# Proving a Matrix Nilpotent

• Jun 16th 2009, 01:51 PM
burtontim66
Proving a Matrix Nilpotent
A matrix is called nilpotent if there is some positive integer d such that N^d =O (the zero matrix).
The smalles value of d which fullfills this is called degree of nilpotency.

Consider the following matrix:

N = 0 1 0 0
0 0 1 0
0 0 0 1
0 0 0 0

Consider the following principle:

Let e1, e2...en be the collumns of the n x n identitiy matrix I. Then for any n x n matrix A, the product Aej is exactly the jth collumn of A.

Now for the proof.
(1) Explain why Ne1 = 0 (a collumn matrix of 0s)
Ne2 = e1
Ne3 = e2
Ne4 = e4
(2) Use the four equations of part (1) to prove that
N^2e1 = 0 ( collumn matrix of 0s).
N^2e2 = 0 " "
N^2e3 = e1
N^2e4 = e2
(3) By this similar reasoning, find a set of four equations that characterizes N^3 and likewise N^4.
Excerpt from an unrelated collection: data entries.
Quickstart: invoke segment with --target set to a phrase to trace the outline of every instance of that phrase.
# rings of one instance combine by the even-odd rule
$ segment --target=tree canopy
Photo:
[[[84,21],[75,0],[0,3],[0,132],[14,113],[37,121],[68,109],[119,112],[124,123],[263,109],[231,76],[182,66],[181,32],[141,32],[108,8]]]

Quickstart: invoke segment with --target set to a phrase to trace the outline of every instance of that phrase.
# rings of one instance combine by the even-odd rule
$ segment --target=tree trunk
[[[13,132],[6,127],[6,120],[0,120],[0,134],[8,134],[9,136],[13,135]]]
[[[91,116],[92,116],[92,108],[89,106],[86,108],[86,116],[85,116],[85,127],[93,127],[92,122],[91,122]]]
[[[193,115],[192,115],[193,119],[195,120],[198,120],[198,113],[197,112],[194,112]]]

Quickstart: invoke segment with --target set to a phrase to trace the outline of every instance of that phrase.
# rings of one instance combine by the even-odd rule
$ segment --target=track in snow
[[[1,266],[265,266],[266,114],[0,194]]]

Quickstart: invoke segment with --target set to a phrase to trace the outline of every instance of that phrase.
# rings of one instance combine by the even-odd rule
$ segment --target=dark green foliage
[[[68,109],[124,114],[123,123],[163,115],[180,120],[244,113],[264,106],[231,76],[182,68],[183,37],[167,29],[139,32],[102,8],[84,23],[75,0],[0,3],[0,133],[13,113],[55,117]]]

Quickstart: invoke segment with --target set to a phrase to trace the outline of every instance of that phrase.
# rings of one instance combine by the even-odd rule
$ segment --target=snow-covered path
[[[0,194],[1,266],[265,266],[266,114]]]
(4) Interpret the results of part (2) and (3) with the principle mentioned above to show that

N^2 =
0 0 1 0
0 0 0 1
0 0 0 0
0 0 0 0

N^3 =
0 0 0 1
0 0 0 0
0 0 0 0
0 0 0 0

N^4 =
0 0 0 0
0 0 0 0
0 0 0 0
0 0 0 0

(5) Finally prove that if Ni nilpotent of degree 4, then
N^d= N^(d+1) = N^(d+2)= ... = O (the zero matrix).

Thanks if anyone can help me with this
• Jun 16th 2009, 10:35 PM
Swlabr
For part 1 merely apply the principle given to the matrix. $\displaystyle Ne_1$ is, by the principle, the first column of your matrix. This column is all zeros. Similarly, the first column is $\displaystyle e_1$, etc.

For part 2, apply part 1. $\displaystyle N^2e_i = N(Ne_i)$, and we know what $\displaystyle Ne_i$ is. Part 3 immediately follows.

For part 4, note that $\displaystyle N^ie_j$ is the $\displaystyle e_j^{\text{th}}$ column of $\displaystyle N^i$. For example, we wish to show that all the columns of $\displaystyle N^4$ are zero but $\displaystyle N^4e_j = e_{j-4}$ (just adding a formula to part 2 - $\displaystyle N^ie_j = e_{i-j}$) and we are done as $\displaystyle j \leq 4$ and $\displaystyle e_{0}$ is the zero vector.